Bosna Hersek’in başkenti Saraybosna’da, Osmanlı döneminde inşa edilen tarihi yapılar asırlardır ihtişamlı görünümleriyle ziyaretçi çekiyor.
Osmanlı ruhunun Balkanlar’da en yoğun hissedildiği, 1463 yılında Bosna Hersek‘in Osmanlı’nın idaresine girmesiyle birçok cami, köprü, han ve hamam gibi yapıların inşa edildiği başkent Saraybosna’da, ecdat yadigarı eserler ihtişamını koruyor.
Savaş zamanlarında zarar gören ve gerekli restorasyonların ardından yeniden ihya edilen eserler, bölgede Osmanlı’nın ruhunu yaşatıyor.
Geçmişin emaneti anıt eserler ve Osmanlı yapımı camilerden yükselen ezan sesleri ziyaretçilere duygu yüklüyor.
“Bosna Hersek bizim bir parçamız”
Türkiye’nin Saraybosna Büyükelçiliği Din Hizmetleri Müşaviri Dr. Yunus Keleş, AA muhabirine, Osmanlı izlerinin Bosna Hersek’te görüldüğünü söyledi.

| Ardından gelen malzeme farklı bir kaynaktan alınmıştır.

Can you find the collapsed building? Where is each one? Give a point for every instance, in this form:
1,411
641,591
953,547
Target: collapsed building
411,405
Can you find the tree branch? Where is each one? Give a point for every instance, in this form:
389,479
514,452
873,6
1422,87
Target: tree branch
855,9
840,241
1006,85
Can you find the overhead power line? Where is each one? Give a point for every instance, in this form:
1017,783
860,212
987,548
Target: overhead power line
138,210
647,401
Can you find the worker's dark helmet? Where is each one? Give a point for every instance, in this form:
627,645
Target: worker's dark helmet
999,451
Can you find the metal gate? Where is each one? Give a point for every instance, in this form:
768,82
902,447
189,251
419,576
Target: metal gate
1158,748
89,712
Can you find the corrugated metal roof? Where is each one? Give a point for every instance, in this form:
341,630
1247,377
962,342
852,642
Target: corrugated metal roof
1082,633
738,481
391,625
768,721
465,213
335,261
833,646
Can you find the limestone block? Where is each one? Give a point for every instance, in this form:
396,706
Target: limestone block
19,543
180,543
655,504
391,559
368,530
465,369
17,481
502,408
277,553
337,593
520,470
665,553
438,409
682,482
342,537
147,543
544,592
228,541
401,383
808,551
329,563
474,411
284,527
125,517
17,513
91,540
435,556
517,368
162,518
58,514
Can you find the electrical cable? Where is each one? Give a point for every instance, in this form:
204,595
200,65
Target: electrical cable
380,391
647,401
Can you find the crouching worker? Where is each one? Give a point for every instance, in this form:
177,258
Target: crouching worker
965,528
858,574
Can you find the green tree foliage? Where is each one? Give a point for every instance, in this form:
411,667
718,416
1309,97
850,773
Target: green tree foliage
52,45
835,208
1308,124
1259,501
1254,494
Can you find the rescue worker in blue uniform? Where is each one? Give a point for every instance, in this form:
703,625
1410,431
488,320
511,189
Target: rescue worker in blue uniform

Keleş, Fatih Sultan Mehmet tarafından fethedilmesiyle bölgeye İslam hoşgörüsünün yayıldığını belirtti.
Bosna Hersek’in, Türkiye açısından manevi anlamda çok büyük bir önem taşıdığını, Osmanlı’dan kalan bir emanet olduğunu dile getiren Keleş, Saraybosna’dan Tuzla’ya kadar her yerinde Osmanlı’nın izlerinin görüldüğünü anlatarak, şöyle devam etti:
“Burası bize ecdadımızdan bir emanet. Bosna Hersek bizim bir parçamız. Her ilde, ilçede, köyde camilerimize rastlamak mümkün. Bir çoğu da savaş zamanlarında düşmanlık ve kin ile bombalanmış, yakılmış, yıkılmış. Biz ise hiçbir insanın dinine karışmadık, kiliselerini, ibadethanelerini yıkmadık. Bunu gelip burada görebilirler.”
Keleş, Saraybosna’nın Osmanlı idaresinde olduğu dönemde, 5 asır önce inşa edilen ve İslam mimarisinin ülkedeki en güzide örneklerinden kabul edilen Gazi Hüsrev Bey Camisi’nin büyük ilgi gördüğünü belirtti.
Caminin, Bosna Sancak Beyi Gazi Hüsrev Bey tarafından inşa ettirildiğini anlatan Keleş, kentin kalbi konumundaki caminin heybeti ile dikkat çektiğini belirtti.
Keleş, caminin yerli ve yabancı turistlerin ziyaret ve buluşma noktası olduğunu aktararak, “Osmanlı’nın Saraybosna’daki mührü, Gazi Hüsrev Bey Camisi diyebiliriz.” dedi.